Zu diesem Nebenthema - das durchaus einen eigenen Thread verdient hätte - noch eine Anmerkung. Das ist natürlich völlig richtig. Da spielte die Aufklärung (in Deutschland wäre da vor allem Herder zu nennen) eine wichtige Rolle. Dabei ging es um die Abtrennung des Begriffs 'Religion' von der Prämisse einer 'wahren' Religion, die in Konkurrenz zu Irrlehren steht, die zum Wohle der Menschheit mit allen Mitteln (nicht nur solchen des Diskurses) bekämpft werden müssen, um Hölle und Verdammnis zu entgehen. Da darf man aus Fürsorge auch etwas bevormundend sein ....
Immerhin lieferte der missionarische Eifer einen Grund, sich mit diesen 'Irrlehren' (seien es Häresien oder plattes Heidentum) näher zu befassen, um ihnen nicht nur mit mehr oder weniger sanftem Zwang, sondern auch argumentativ begegnen zu können. Vor allem, wo die Ausübung von Zwang keine politische Unterstützung fand. Insbesondere die Jesuiten waren hier Vorläufer der Religionswissenschaft mit einer 'Missionswissenschaft'.
Dessenungeachtet 'erbte' die Religionswissenschaft das Problem, dass der Religionsbegriff am Modell des Christentums ausgebildet wurde. Insbesondere zeigt sich dieses Problem in der öfters erörterten 'Anfängerfrage', ob Buddhismus eine Religion sei. Der Begriff 'Religion' passt zum Buddhismus wie ein zu kurzer Rock zu einer attraktiven Frau - die interessanten Stellen werden nicht abgedeckt.

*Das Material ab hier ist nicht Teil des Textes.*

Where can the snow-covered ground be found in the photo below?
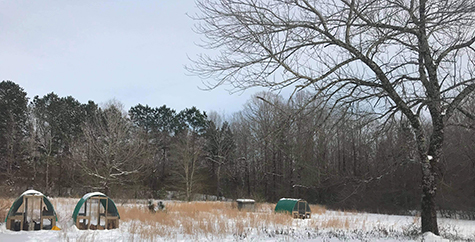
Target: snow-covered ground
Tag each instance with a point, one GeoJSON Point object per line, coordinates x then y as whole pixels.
{"type": "Point", "coordinates": [325, 225]}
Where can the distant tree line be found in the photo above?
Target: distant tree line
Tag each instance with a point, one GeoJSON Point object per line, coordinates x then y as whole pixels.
{"type": "Point", "coordinates": [272, 148]}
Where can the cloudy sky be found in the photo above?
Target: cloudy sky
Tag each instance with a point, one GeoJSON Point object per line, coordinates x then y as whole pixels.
{"type": "Point", "coordinates": [133, 51]}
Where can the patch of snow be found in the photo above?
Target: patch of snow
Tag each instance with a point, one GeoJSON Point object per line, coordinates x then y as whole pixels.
{"type": "Point", "coordinates": [430, 237]}
{"type": "Point", "coordinates": [31, 192]}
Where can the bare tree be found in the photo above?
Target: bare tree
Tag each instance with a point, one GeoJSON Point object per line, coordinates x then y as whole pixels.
{"type": "Point", "coordinates": [187, 153]}
{"type": "Point", "coordinates": [112, 150]}
{"type": "Point", "coordinates": [391, 57]}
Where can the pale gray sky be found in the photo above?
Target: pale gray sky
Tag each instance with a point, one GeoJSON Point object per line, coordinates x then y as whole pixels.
{"type": "Point", "coordinates": [133, 51]}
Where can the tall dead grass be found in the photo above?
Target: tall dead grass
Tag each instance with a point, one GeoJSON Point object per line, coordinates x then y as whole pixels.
{"type": "Point", "coordinates": [5, 205]}
{"type": "Point", "coordinates": [211, 219]}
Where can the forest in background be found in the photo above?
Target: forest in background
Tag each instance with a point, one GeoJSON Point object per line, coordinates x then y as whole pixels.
{"type": "Point", "coordinates": [274, 147]}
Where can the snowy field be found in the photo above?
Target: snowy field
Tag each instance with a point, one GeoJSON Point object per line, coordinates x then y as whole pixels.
{"type": "Point", "coordinates": [221, 221]}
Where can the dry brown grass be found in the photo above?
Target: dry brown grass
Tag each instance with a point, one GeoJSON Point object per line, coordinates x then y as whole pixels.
{"type": "Point", "coordinates": [211, 219]}
{"type": "Point", "coordinates": [5, 205]}
{"type": "Point", "coordinates": [318, 209]}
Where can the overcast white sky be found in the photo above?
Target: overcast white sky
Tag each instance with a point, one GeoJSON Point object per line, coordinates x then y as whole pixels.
{"type": "Point", "coordinates": [133, 51]}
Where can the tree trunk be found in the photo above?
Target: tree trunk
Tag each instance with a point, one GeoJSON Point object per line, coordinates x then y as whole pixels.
{"type": "Point", "coordinates": [429, 189]}
{"type": "Point", "coordinates": [430, 178]}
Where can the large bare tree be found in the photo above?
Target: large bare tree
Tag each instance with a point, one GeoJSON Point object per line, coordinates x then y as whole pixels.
{"type": "Point", "coordinates": [387, 57]}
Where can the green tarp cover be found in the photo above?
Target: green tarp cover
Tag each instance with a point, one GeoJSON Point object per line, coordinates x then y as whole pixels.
{"type": "Point", "coordinates": [19, 201]}
{"type": "Point", "coordinates": [112, 209]}
{"type": "Point", "coordinates": [286, 205]}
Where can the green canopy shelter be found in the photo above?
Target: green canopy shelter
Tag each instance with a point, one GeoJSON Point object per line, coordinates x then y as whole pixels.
{"type": "Point", "coordinates": [298, 208]}
{"type": "Point", "coordinates": [31, 211]}
{"type": "Point", "coordinates": [95, 210]}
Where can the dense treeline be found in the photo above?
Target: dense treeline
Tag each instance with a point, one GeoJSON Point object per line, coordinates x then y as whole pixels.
{"type": "Point", "coordinates": [273, 148]}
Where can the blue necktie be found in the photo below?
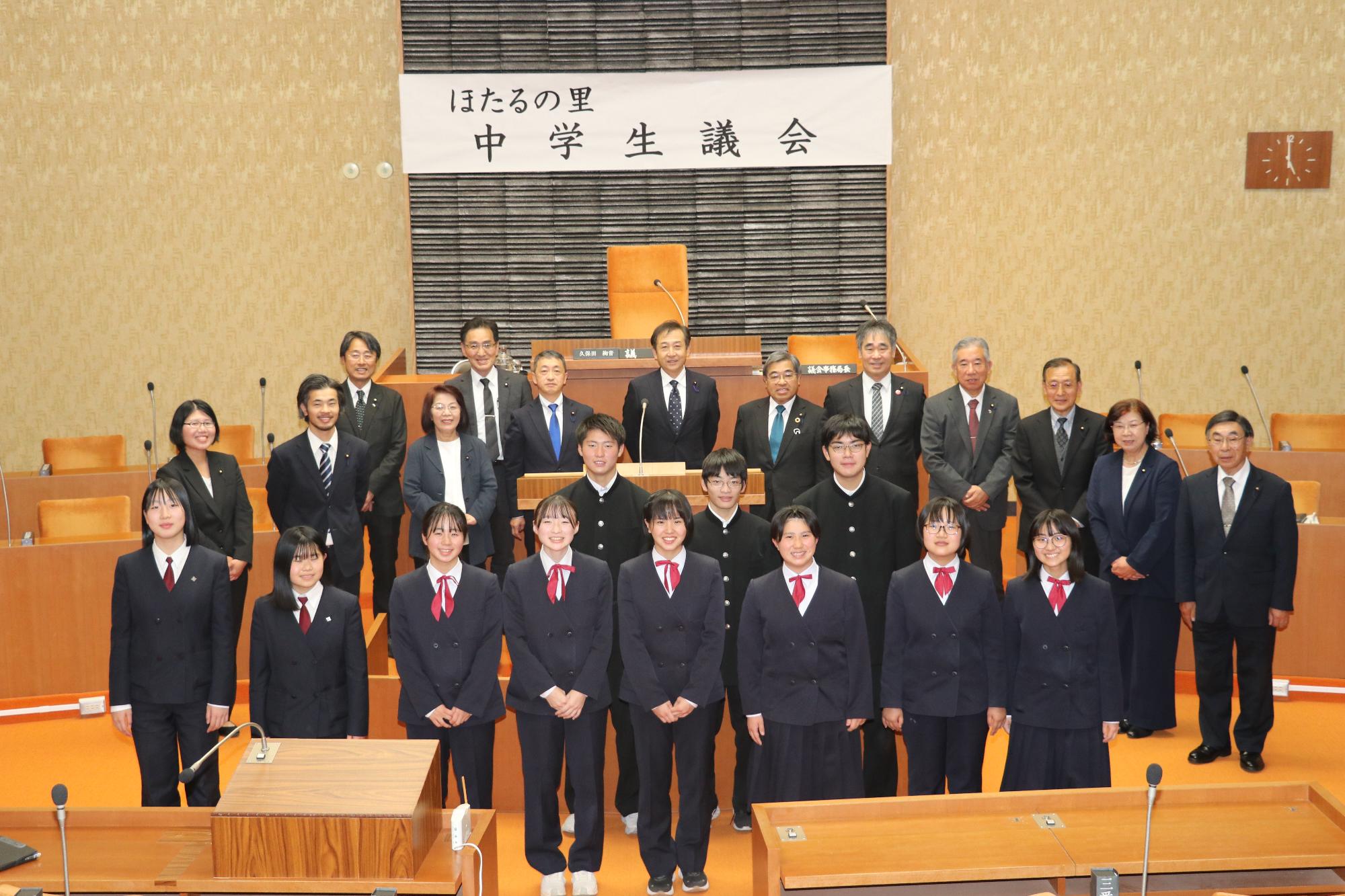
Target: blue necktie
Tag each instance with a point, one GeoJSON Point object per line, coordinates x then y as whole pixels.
{"type": "Point", "coordinates": [556, 432]}
{"type": "Point", "coordinates": [777, 432]}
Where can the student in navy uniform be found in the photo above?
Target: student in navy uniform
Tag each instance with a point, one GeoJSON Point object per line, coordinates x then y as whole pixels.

Nichtsdestotrotz wurde der Religionsbegriff auch von nicht christlich bestimmten Kulturen aufgegriffen, vor allem in kolonial ausgebeuteten Gebieten wie Indien und insbesondere Ceylon. Es war vor allem Teil der Auseinandersetzung mit der invasiven Kultur und der Versuch, zumindest auf intellektueller Ebene eine 'Augenhöhe' herzustellen. Der Versuch, den sich kulturell überlegen fühlenden westlichen Eroberern (die eigentlich nur militärisch überlegen waren) auf kultureller Ebene etwas zumindest Gleichrangiges entgegenzusetzen - eben eine Religion. So wurde dann speziell in Ceylon (Sri Lanka) z.B. aus Buddha 'Lord Buddha'. Wenn in den Missionskirchen 'praise the Lord' gesungen wurde - einen 'Lord' konnte man Leuten, die versucht waren, zu konvertieren, auch anbieten. So setzte man - durchaus mit antikolonialer Intention - dem 'Lord' oder 'Lord Jesus' der Missionare einen 'Lord Buddha' entgegen und der Religion Christentum eine 'Religion' Buddhismus - mit letzterem die Kategorisierung säkularer Religionswissenschaft übernehmend. Die Tücken der Dialektik.
Nun mag 'Buddhismus' eine westliche Begriffsbildung sein - nichtsdestotrotz ist es im Rahmen einer säkularen Religionswissenschaft ein durchaus sinnvoller Begriff, um geistesgeschichtliche Zusammenhänge (und auch solche sozialer Praxis) zu beschreiben. Kernpunkt der Definition von 'Buddhismus', sein 'Alleinstellungsmerkmal', ist dabei die anātman - Doktrin, aber es gibt außer gemeinsamen historischen Wurzeln noch einige weitere gemeinsame Merkmale, die eine Kategorie 'Buddhismus' rechtfertigen - im 'Buddhistischen Bekenntnis' der DBU werden sie aufgeführt: die drei Juwelen (triratna), die vier edlen Wahrheiten āryasatya, die drei seinsmerkmale trilakṣaṇa (darunter anātman), explizit nochmals die dreifache Schulung (triśikṣā - śīla, samādhi, prajñā) und die fünf ethischen Grundsätze (pañcaśīla) - beides Kernelemente der 4. āryasatya). Am Schluss die vier 'Unermesslichen (apramāṇa) als 'Generalisierung' der nach Tradition unterschiedlichen (aber sich teilweise überdeckenden) pāramitā. Da kommt also schon ein bißchen was an Gemeinsamkeiten zusammen.